CSCI-GA.2590 - Natural Language Processing - Spring 2013 - Prof. Grishman

Lecture 6 Outline

March 5, 2013

Named Entity Tagging

As we have noted before, identifying names is an important part of many natural language processing applications.  Names are very common in most types of text, and -- unlike general vocabulary -- cannot be looked up in a dictionary.

The simple ChunkPatterns set for Jet treats any sequence of capitalized words as a name.  This is very crude ... it doesn't handle names at the beginning of sentences or names with some lower-case words, such as "University of Pennsylvania" or "City of New York".  It doesn't work for headlines, and such a strategy would not work for many languages with no case information (Chinese, Japanese) or where other nouns are capitalized (German).  Furthermore, it doesn't classify names (people vs. companies, for example), although that is essential for almost any real application.

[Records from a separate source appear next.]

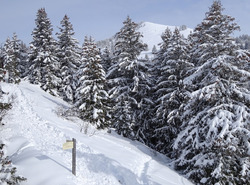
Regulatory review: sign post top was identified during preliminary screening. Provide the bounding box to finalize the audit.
[63,141,74,150]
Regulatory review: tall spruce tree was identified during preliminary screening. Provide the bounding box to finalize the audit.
[107,17,150,139]
[3,34,21,83]
[152,28,193,156]
[173,0,250,185]
[28,8,61,95]
[57,15,80,103]
[75,37,110,129]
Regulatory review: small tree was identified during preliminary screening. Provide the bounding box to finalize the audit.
[0,143,26,185]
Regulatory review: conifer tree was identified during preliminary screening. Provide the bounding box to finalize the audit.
[75,37,110,129]
[173,1,250,185]
[57,15,80,102]
[101,47,112,73]
[107,17,150,139]
[29,8,61,95]
[0,143,26,185]
[3,34,20,83]
[152,28,192,155]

Fortunately, name identification has become a widely-studied task since the mid-90's, so there are now many corpora annotated with name information, in many languages.  The 'standard set', introduced at Message Understanding Conference - 6 in 1995, recognizes three types of names -- people, organizations, and locations -- as well as four other types of expressions -- dates, times, percentages, and monetary amounts.  These corpora have been used to develop both detailed hand-coded rules and statistical models.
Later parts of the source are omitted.